Warum nur das Jahr 2025?

In der veröffentlichten Ausgabenliste für 2025 dominieren Posten wie PR-, Medien- und Agenturkosten, Drucksorten, Postversand, Wahlveranstaltungen, Online-Werbung, Kampagnenartikel und Personalausgaben. Auffällig ist, dass die Ausgaben über der für 2025 gewährten Förderung von 63.834 Euro liegen – ein Hinweis auf übertragene Mittel aus den Vorjahren.

Daraus ergeben sich drei weitere Fragen:
Wann wurden diese Mittel übertragen? Auf welcher Grundlage? Und zu welchem Zweck?

Stimmenverlust und personeller Zerfall

Mehrere zentrale Figuren aus dem ursprünglichen Führungskreis der Partei haben diese bis 2025 verlassen. Ehemalige Mitglieder berichten, Entscheidungen seien in einem sehr engen Kreis getroffen worden. Der Zusammenhang zwischen Stimmenverlust und innerparteilicher Erosion ist ein bekanntes Muster politischer Organisationen.

Nicht institutionalisierte Macht rettet den Moment – Rechenschaftspflicht trägt über Jahre.

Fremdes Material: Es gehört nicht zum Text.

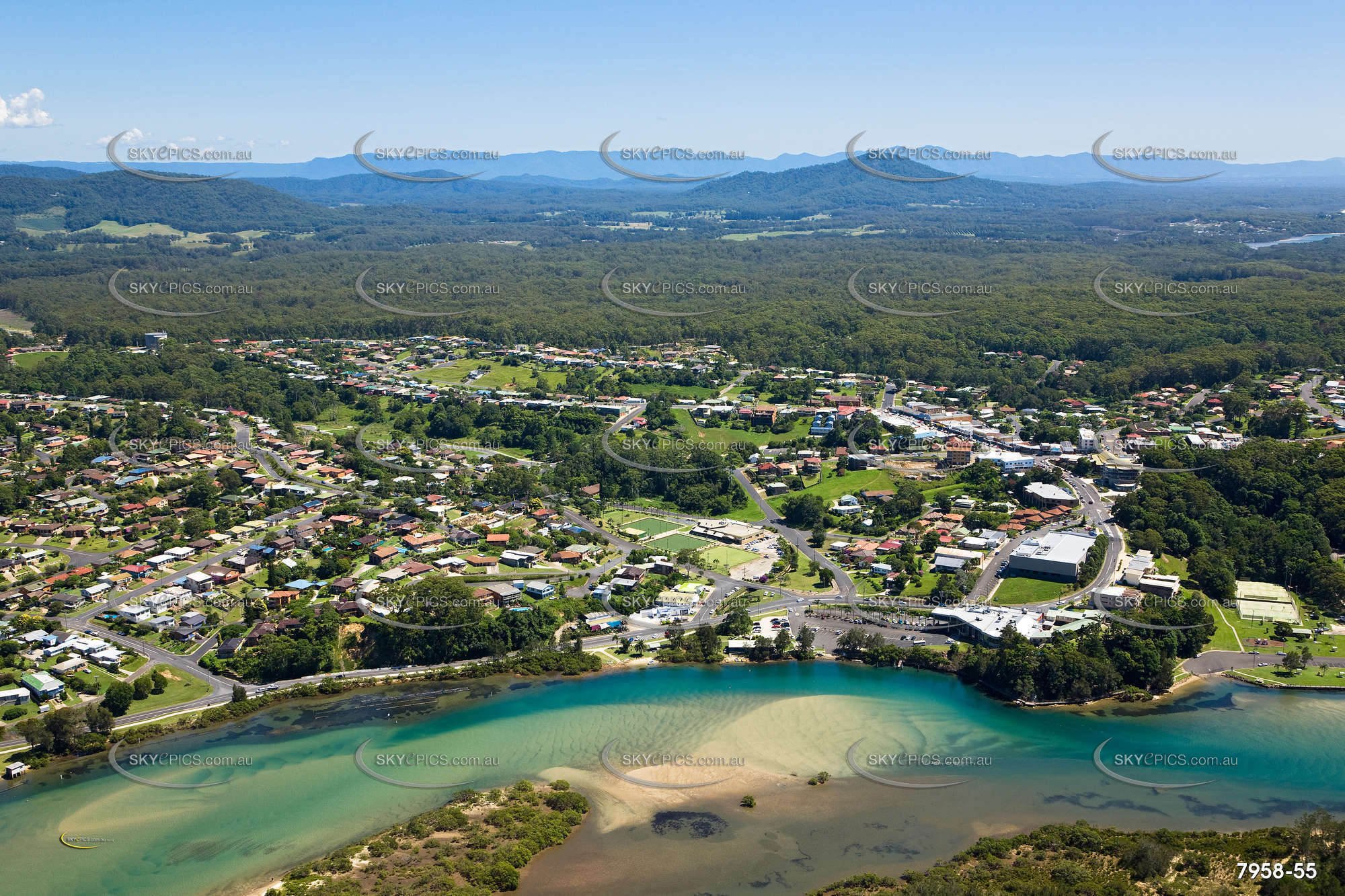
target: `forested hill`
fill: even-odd
[[[1264,877],[1248,873],[1248,862],[1264,862],[1270,873]],[[1278,877],[1274,876],[1276,864],[1282,872]],[[1341,892],[1345,892],[1345,822],[1315,811],[1289,827],[1232,834],[1212,830],[1127,833],[1081,821],[1046,825],[1018,837],[982,837],[932,869],[908,872],[900,880],[855,874],[808,896],[1307,896]]]
[[[23,165],[7,165],[8,168]],[[354,222],[348,211],[324,209],[246,180],[161,183],[113,171],[58,179],[0,174],[0,215],[65,209],[65,230],[82,230],[100,221],[121,225],[165,223],[179,230],[237,231],[273,229],[307,231],[323,225]]]

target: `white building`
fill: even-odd
[[[1075,581],[1095,541],[1098,538],[1093,535],[1073,531],[1052,531],[1041,538],[1029,538],[1009,554],[1009,569],[1044,578]]]

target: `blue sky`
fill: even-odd
[[[4,160],[97,160],[100,139],[132,128],[250,145],[254,161],[344,155],[366,130],[502,153],[621,130],[621,145],[771,157],[868,130],[863,145],[1067,155],[1112,130],[1108,145],[1239,161],[1345,155],[1338,0],[56,0],[5,22]]]

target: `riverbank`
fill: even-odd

Kostenlose Unterstützung vs. hohe PR-Ausgaben

Während des Wahlkampfs erklärten einige Journalisten öffentlich, sie hätten die Partei kostenlos unterstützt. Gleichzeitig zählt die PR- und Medienarbeit laut Ausgabenliste 2025 zu den größten Kostenblöcken. Auch wenn Zahlungen über Agenturen abgewickelt wurden, bleibt ohne Transparenz unklar, wofür öffentliche Gelder konkret eingesetzt wurden – ein weiterer Vertrauensbruch in den Augen vieler Beobachter.

Bekannte und unbekannte Fakten

Bekannt:

  • Öffentliche Förderung 2021–2025: 421.608 Euro
  • Veröffentlicht: nur Ausgaben 2025 (113.406 Euro)
  • Parteihaltung: Detailtransparenz gesetzlich nicht vorgeschrieben

Unbekannt:

  • Ausgabenaufstellungen 2021–2024
  • Konkrete Umsetzung des Versprechens „gemeinsam bestimmen“
  • Zeitplan für freiwillige Transparenz

Schlussbemerkung

Die Stellungnahmen der SÖZ-Partei wurden im Text unverändert wiedergegeben. Sollte die Partei künftig detaillierte Ausgabenlisten für die Jahre 2021–2024 veröffentlichen, wird diese Analyse entsprechend aktualisiert.

Diese Analyse stützt sich auf öffentliche Aussagen, die schriftliche Antwort der Partei sowie das einzig veröffentlichte Dokument auf der Parteiseite. Es handelt sich nicht um einen Vorwurf, sondern um eine Forderung nach Nachvollziehbarkeit.

Transparenz schützt. Nicht offengelegte Zahlen beschädigen.
Vertrauen ist Information mit Rechnung.